October 19, 2020
Master of the House – 1925, Denmark
Just before he turned his attention to the tragic tale of Joan of Arc and produced what is universally considered a masterpiece, Danish director Carl Theodor Dreyer focused his lens on the plight of Ida Frandsen (Astrid Holm), an exhausted, yet resolute housewife married to a louse named Viktor (Johannes Meyer). The film was Master of the House, and the result was unforgettable. Ida is the kind of woman who rises at the crack of dawn to ensure that everything is prepared for her husband – his shoes polished, his jacket cleared of lint, his breakfast hot and on the table. Viktor, sadly, is the kind of man who wakes up when he has to and whose first words to the person slaving away for him are where are my slippers. For more than twenty minutes, Dreyer allows us to observe what has become their morning routine – the wife and her eldest daughter dutifully laboring, her pampered husband showering them with complaints and criticisms. He can’t even be bothered to say good morning. I’d say it were an extreme example of marital dysfunction, yet I have a feeling that it reflects the reality of far too many couples.
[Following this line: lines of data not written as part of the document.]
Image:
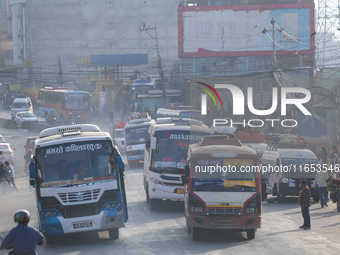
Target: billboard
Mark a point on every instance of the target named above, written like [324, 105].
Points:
[236, 30]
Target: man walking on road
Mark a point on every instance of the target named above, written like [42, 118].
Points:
[304, 201]
[321, 185]
[11, 175]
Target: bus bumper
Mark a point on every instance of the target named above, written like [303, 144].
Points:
[224, 222]
[165, 192]
[103, 221]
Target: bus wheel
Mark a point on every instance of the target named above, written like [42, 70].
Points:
[153, 204]
[275, 190]
[195, 234]
[49, 239]
[251, 234]
[114, 234]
Their evening isn’t much better. After pushing his son and making his youngest daughter cry, the brute won’t move a muscle, not even to remove a boiling teapot, this despite having seen his wife slightly slumped over, her eyes fighting a losing battle not to close. His rejection of an apple, which she warmed up especially for him, is the final straw, and a single tear streams down her pale cheek. She is consoled by her mother (Clara Schenfeld) and her husband’s former nanny, Miss Madsen (memorably played by Mathilde Nielson). Their message, delivered by Ida’s mother, is a simple one: “You must leave him, or you’ll be entirely undone.” And so she does. Her husband returns to find no wife, three children to look after, and a household placed in the care of Miss Madsen, who’s intention is to be “hard, but not evil.”
Not having grown up in the care of a nanny at a time when people held much more traditional views on discipline than they do today, I have no idea what it would be like to be a grown man suddenly thrust back in the care of such a person, and it is such a ludicrous notion that what follows cannot help but break the dramatic tension of the first part of the film. Wisely, Dreyer portrays this change in stages that are surprisingly realistic. There’s Viktor’s predictably irrational reaction to his wife’s absence and then the gradual wearing down of Viktor’s resolve, as Miss Madsen’s fierce and unflinching personality erodes Victor’s stubbornness and sexism. With the change comes comedy, though its source is rarely gained through over-the-top reactions or physical slapstick. Instead, it comes more naturally, from the sight of the once proud and hostile Viktor humbling himself by hanging up laundry and shining his own shoes. He even learns to love his wife’s birds, which he had previously accused his wife of favoring over him. The changes elicit smiles from Viktor’s children and well-earned chuckles from the audience.
Its finale is nothing short of a comic masterpiece, full of people in hiding, characters putting on an act, and a man’s realization that he is still in love with his wife and that he loves her for more than just her cooking and cleaning. It is the kind of finale that recalls the best works of Shakespeare and writers of Greek comedies like Euripides, yet Dreyer has an advantage over them. The camera allows him to depict Viktor as a man so beaten down by life that his facial expression only reflects frustration and impatience. And then at just the right moment, the camera moves in. We see Ida’s arms warmly wrap around the back of Viktor’s neck, and then we see it, his first smile. It is one of those magical moments that will forever be imbedded in my mind.
Dreyer would go on to direct a series of dramatic masterpieces, and I suspect that that has caused him to be thought as a master of drama. Master of the House is a reminder of his versatility and, more generally, of the dangers of pigeonholing directors based on their most famous works. Dreyer was indeed the real thing. He made fourteen films in total; I’ve seen seven of them. In other words, there’s more to discover. Lucky me. (on DVD and Blu-ray from the Criterion Collection)
*Master of the House is a silent film.